【ひのみやぐら】食料品製造業に農水省が本腰
食料品製造業の労働災害が減少しない。厚生労働省では令和2年労働災害発生状況確定値を発表したが、死傷災害は7958人で製造業のなかでは最も多く、死亡災害では13人と輸送用機械等製造業、金属製品製造業に次いで3番目となっている。
職場環境をみると、同じ作業の繰り返しで立ち作業が多く疲労が溜まりやすい、他の製造工場と比べ機械の可動部との距離が近いなどさまざまな危険有害要因があり、災害のリスクは低くない。
雇用環境も特徴的で、パートタイマーやアルバイト、派遣社員などの非正規社員が多い。雇用期間が短かく、入れ替わりも激しいので教育で効果を上げることが難しい。企業側も異物混入や食中毒など食の安全に配慮する部分が多く、限られた人材で労働災害防止にまで手が回らない状態だ。食品は鮮度を気にするため、ジャストインタイムの納期順守が必須。このような経営課題が山積みで、働く人の安全は後回しになっているのが実態といえる。
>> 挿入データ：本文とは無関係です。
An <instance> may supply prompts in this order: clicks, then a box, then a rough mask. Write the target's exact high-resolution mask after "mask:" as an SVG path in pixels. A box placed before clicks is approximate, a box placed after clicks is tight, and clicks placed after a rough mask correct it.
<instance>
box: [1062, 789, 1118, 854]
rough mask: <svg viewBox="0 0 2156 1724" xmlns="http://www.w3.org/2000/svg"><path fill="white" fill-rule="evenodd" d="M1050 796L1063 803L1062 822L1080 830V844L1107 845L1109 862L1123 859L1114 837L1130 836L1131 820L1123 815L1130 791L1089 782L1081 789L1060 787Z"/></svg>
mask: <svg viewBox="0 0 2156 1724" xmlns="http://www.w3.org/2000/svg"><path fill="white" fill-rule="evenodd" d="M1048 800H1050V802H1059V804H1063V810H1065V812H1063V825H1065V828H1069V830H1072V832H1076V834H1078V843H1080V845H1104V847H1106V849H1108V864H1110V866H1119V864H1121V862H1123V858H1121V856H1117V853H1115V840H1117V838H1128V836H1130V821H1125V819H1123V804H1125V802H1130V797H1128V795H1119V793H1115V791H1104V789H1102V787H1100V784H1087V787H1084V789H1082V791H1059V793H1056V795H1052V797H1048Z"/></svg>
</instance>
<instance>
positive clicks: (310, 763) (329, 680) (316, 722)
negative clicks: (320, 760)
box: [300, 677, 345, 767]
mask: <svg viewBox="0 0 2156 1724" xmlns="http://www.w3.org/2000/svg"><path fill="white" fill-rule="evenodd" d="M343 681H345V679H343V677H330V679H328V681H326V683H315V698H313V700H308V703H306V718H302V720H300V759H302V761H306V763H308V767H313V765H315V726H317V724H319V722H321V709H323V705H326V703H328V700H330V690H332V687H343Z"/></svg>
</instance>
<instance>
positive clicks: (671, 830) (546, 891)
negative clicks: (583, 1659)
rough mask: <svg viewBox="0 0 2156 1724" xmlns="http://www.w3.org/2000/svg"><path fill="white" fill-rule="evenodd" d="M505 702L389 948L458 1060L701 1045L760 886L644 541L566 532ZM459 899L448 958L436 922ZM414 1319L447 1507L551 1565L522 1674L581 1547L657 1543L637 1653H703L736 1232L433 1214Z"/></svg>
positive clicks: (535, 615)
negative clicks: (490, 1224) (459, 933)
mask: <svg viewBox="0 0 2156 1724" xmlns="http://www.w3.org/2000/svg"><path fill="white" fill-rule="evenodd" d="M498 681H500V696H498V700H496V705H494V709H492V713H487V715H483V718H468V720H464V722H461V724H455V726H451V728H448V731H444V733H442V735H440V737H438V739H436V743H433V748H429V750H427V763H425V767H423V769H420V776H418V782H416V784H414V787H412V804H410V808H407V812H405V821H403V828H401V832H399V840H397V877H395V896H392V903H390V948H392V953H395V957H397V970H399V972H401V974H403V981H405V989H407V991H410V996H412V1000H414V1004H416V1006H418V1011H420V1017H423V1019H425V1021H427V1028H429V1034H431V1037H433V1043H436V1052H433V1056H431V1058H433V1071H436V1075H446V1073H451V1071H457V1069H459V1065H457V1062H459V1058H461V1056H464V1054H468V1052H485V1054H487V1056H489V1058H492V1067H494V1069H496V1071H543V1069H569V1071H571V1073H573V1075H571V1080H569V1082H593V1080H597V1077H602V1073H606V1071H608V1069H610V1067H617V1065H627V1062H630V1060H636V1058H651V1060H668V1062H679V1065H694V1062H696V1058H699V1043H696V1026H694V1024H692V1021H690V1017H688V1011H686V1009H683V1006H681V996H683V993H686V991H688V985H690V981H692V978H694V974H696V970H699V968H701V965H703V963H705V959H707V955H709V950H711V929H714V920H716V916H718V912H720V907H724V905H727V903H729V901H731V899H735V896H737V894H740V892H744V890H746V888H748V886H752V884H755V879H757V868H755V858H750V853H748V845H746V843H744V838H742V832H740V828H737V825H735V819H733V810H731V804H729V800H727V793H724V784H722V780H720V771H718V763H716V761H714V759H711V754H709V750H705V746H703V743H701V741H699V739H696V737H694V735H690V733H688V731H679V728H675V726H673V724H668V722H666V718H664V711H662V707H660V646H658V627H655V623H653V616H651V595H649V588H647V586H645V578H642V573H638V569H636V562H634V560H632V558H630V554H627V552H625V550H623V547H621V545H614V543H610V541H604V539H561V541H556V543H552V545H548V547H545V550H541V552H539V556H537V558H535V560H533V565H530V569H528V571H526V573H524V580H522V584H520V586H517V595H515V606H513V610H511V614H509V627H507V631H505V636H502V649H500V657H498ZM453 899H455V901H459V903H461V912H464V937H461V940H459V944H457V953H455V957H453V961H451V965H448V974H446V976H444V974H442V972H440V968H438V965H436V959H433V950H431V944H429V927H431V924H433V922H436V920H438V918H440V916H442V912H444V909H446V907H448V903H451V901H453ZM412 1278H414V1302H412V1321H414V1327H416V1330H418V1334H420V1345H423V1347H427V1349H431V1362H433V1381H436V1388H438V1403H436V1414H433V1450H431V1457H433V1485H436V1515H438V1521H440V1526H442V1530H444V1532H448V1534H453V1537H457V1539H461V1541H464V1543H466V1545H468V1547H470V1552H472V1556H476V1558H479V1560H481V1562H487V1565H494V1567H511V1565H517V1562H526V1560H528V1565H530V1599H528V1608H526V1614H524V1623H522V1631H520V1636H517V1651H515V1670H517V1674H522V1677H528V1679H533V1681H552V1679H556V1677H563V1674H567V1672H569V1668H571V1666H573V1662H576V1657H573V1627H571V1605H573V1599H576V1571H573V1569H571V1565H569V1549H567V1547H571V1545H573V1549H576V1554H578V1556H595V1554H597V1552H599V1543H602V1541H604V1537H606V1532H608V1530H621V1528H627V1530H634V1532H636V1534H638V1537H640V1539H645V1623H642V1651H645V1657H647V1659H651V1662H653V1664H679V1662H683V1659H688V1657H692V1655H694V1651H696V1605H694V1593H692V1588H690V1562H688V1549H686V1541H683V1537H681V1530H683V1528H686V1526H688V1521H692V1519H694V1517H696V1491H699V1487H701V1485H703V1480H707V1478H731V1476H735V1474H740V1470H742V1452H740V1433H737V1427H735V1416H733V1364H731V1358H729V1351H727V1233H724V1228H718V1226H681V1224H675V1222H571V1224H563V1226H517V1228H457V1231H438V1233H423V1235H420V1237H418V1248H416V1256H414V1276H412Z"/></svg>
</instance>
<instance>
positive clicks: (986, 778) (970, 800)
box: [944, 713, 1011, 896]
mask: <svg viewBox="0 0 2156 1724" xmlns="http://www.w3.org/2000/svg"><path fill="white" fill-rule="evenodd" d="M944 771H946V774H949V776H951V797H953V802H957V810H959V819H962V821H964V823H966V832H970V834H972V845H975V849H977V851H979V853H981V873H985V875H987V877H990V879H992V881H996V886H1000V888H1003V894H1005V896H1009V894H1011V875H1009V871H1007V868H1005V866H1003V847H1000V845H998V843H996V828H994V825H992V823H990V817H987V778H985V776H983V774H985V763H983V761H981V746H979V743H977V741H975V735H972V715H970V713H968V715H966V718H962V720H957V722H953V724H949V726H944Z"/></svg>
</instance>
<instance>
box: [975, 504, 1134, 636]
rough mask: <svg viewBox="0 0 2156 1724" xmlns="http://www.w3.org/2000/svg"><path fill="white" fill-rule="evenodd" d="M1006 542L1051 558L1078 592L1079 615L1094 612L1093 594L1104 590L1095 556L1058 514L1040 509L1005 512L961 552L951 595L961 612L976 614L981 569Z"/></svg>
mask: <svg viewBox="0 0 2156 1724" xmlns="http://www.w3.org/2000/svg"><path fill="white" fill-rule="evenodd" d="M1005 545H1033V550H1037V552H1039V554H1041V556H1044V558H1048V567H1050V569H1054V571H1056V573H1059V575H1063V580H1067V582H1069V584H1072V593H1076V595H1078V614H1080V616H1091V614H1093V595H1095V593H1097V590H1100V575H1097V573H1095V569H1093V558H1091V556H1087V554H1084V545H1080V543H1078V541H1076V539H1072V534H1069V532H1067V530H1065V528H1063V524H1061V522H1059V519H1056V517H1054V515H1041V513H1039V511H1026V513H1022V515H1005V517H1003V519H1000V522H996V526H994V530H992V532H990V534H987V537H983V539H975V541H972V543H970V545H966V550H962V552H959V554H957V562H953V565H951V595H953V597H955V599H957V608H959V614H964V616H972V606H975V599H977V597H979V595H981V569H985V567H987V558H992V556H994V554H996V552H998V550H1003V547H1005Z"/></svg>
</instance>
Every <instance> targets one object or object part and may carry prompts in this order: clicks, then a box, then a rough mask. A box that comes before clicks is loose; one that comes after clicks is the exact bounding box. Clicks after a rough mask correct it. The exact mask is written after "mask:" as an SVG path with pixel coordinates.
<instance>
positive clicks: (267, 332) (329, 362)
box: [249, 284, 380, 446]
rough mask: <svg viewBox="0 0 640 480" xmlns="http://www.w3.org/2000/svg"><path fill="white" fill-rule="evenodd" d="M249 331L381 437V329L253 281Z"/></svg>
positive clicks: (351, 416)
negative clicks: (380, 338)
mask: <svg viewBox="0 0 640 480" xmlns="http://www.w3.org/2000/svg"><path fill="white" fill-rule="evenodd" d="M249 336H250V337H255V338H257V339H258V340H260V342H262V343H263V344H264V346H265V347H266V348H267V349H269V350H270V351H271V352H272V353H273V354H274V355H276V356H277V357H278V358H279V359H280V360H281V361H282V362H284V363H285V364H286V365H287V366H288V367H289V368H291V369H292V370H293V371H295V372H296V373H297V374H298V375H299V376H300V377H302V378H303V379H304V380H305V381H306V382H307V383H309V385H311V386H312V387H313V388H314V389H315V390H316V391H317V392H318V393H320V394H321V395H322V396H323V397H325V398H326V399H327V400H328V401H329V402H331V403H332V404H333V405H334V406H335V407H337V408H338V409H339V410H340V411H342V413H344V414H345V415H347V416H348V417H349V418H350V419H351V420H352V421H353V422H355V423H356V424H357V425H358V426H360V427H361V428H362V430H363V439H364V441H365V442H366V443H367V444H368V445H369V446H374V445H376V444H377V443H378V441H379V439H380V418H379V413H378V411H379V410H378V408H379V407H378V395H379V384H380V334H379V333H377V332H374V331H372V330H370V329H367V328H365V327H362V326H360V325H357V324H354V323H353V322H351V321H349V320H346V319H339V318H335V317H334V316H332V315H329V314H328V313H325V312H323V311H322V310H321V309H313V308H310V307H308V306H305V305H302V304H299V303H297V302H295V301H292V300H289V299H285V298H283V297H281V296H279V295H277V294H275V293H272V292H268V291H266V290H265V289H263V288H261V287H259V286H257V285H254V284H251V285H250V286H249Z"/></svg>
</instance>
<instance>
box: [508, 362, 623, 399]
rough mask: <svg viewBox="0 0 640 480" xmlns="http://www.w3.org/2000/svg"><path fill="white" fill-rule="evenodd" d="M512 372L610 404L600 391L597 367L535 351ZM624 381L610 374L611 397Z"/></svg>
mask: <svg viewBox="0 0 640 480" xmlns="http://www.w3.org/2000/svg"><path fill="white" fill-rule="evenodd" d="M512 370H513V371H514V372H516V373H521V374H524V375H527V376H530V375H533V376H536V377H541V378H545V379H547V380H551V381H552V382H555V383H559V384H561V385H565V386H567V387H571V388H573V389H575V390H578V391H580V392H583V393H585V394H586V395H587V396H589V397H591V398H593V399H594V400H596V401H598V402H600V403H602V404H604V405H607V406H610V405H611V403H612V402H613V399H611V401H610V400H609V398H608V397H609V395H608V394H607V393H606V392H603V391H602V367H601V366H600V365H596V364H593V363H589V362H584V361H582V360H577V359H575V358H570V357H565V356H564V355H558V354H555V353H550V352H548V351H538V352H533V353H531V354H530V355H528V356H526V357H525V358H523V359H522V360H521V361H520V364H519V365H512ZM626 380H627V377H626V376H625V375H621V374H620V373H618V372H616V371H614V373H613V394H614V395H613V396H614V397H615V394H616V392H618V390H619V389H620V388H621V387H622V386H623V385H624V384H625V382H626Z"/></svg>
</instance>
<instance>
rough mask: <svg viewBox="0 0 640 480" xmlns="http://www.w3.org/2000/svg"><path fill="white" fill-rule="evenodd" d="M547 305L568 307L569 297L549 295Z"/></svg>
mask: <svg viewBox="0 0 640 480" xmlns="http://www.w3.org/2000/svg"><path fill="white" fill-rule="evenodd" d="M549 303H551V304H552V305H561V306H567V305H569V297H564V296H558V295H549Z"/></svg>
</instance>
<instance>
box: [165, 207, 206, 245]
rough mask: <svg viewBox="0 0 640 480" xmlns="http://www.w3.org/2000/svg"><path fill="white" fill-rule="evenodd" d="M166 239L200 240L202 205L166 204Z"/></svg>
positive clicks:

最も問題なのは、労使双方とも大ケガをするような職場ではないと認識している人が多いということだ。製造業の業種のなかで、最も死傷災害が多いという事実はあまり知られていないのかもしれない。
こうした状況に対応すべく、食料の安全・安定供給を所管する農林水産省が食料品製造業の労働災害防止に本腰を入れた。作業安全のための規範や事業者向けチェックシートを作成、「食品産業の安全な職場づくりハンドブック」を作り、さらに安全研修を本格化させていく考えだ。
労働災害を発生させると、労災保険の保険料負担が増えるだけでなく、労働安全衛生法違反の容疑で書類送検されたり、訴訟で企業の落ち度が認められれば多額の賠償金を支払うことになる。
さらに近年は退職した労働者が労働環境をSNSで拡散し、企業の評判が悪くなるというダメージも加わるようになった。食品産業にとって商品や企業のイメージ悪化は、取り返しのつかない損失といえる。
企業は他の経営課題に忙殺されるところが多いかもしれないが、労働災害防止に対する優先度を高めてほしい。